The findings extend the robust record of both conventional and giant magnetofossils back to the mid-Cretaceous, demonstrating the resilience and long-term persistence of iron-biomineralizing organisms. Consistency in morphologies and size ranges with Paleocene–Eocene counterparts suggests similar ecological niches and biomineralization controls through time. Differences in abundance and preservation across OAE2 likely reflect significant changes in sediment and/or water chemistry. Two non-exclusive scenarios are proposed: (1) baseline environmental shift after OAE2 that stressed MTB, reducing conventional magnetofossil production and favoring bullet producers, while GIBO remained less affected; (2) enhanced diagenesis post-OAE2 preferentially diminished conventional magnetofossil preservation, while larger giants were more resistant, and surface films potentially impeded magnetic extraction. Regardless, giants appear better preserved when present. Coordinated changes in giant and conventional morphologies (e.g., decreased giant bullets with increased conventional bullets) imply that GIBO, like MTB, exhibit ecological preferences and may modulate particle morphologies with environmental conditions or depth habitats. The documentation of three additional giant morphologies (seeds, squash, spades) expands known morphological disparity; preliminary observations (e.g., hexoctahedral habit of seeds; lack of [220] segmentation planes in spades) suggest distinct biogenic pathways or functions from spearheads and other forms. Broader occurrence of giant magnetofossils beyond hyperthermal intervals, together with their strong contribution to magnetic mineral volume even at low counts, argues for a widespread but historically under-sampled distribution in the rock record and underscores the utility of integrated magnetic and EM approaches to detect them.

This study reports the oldest robust conventional and giant magnetofossil assemblages (~97 Ma) from Cenomanian–Turonian outer neritic sediments in the Holland Park core, bracketing OAE2. It confirms abundant, highly disparate magnetofossil assemblages with FORC signatures indicative of single-domain magnetite, documents three potentially new giant morphologies (seeds, squash, spades), and quantifies pronounced shifts in conventional versus giant abundances and preservation across OAE2. The results support the interpretation that both MTB and GIBO have distinct ecological preferences and that giants may be more diagenetically robust, enhancing their preservation potential. These observations expand the temporal and environmental range of giant magnetofossils, strengthening their value as proxies for redox and iron cycle dynamics.
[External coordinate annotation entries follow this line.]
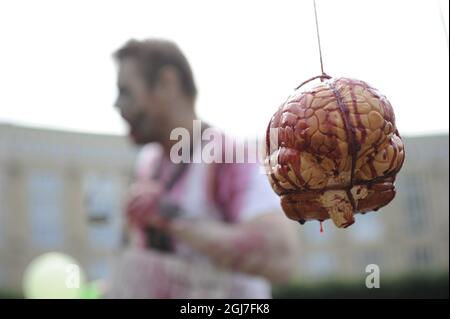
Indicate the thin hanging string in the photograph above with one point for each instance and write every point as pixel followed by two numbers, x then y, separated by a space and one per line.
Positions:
pixel 318 39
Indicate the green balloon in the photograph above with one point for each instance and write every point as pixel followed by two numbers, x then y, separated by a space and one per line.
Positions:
pixel 53 276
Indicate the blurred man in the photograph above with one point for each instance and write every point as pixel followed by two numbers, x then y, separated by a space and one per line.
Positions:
pixel 198 230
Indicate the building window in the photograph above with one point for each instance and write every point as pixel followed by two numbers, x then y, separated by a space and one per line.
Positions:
pixel 102 207
pixel 415 203
pixel 45 200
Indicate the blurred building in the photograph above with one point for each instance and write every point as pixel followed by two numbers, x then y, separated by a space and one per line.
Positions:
pixel 65 191
pixel 60 191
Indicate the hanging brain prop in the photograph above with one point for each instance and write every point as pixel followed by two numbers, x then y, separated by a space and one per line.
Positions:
pixel 333 150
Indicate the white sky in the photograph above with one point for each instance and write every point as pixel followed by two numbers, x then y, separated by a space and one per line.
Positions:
pixel 56 68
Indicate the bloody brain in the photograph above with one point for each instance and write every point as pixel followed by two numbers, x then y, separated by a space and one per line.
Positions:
pixel 333 150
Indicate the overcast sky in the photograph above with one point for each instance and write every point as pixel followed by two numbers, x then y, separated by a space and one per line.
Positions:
pixel 56 68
Future work should include: (1) comprehensive crystallographic, micromagnetic, and isotopic analyses to confirm biogenicity of seeds, squash, and spades; (2) targeted, high-resolution sampling and EM in sediments with biogenic single-domain signatures to improve detection; (3) cross-archive comparisons of robust giant assemblages to identify environmental drivers of morphological disparity; and (4) studies constraining diagenetic effects on conventional versus giant magnetofossil preservation.
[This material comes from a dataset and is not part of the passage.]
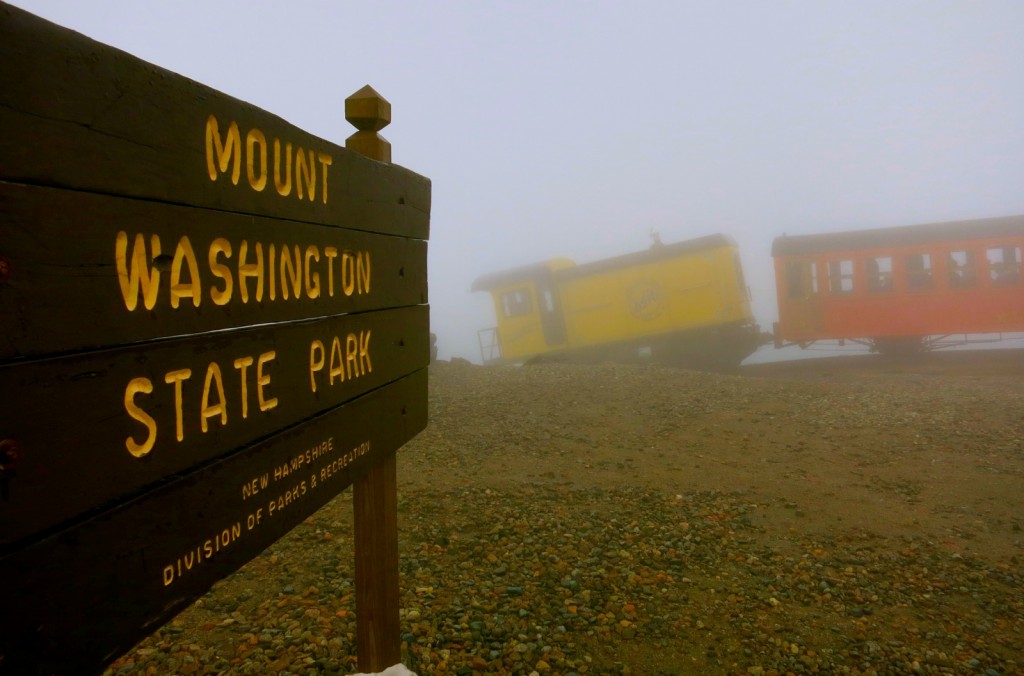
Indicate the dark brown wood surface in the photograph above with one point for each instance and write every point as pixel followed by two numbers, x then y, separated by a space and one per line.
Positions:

• Lack of a modern analogue for GIBO limits direct biological interpretation of giant magnetofossil function and ecology.
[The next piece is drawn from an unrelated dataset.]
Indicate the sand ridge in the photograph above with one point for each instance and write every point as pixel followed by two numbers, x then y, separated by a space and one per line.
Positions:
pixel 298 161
• Potential diagenetic overprint, especially in post-OAE2 intervals, complicates separation of ecological signals from preservation effects; surface films may have inhibited magnetic extraction.
• Giant magnetofossils occur at low counts relative to conventional forms, increasing sampling uncertainty and susceptibility to under-sampling.
• Biogenicity of newly described morphologies (seeds, squash, spades) is not fully demonstrated; further crystallographic and isotopic evidence is needed.
• Stratigraphic gaps and variable nannofossil preservation (hiatus near 82 m; sporadic occurrences) add chronological uncertainty in parts of the section.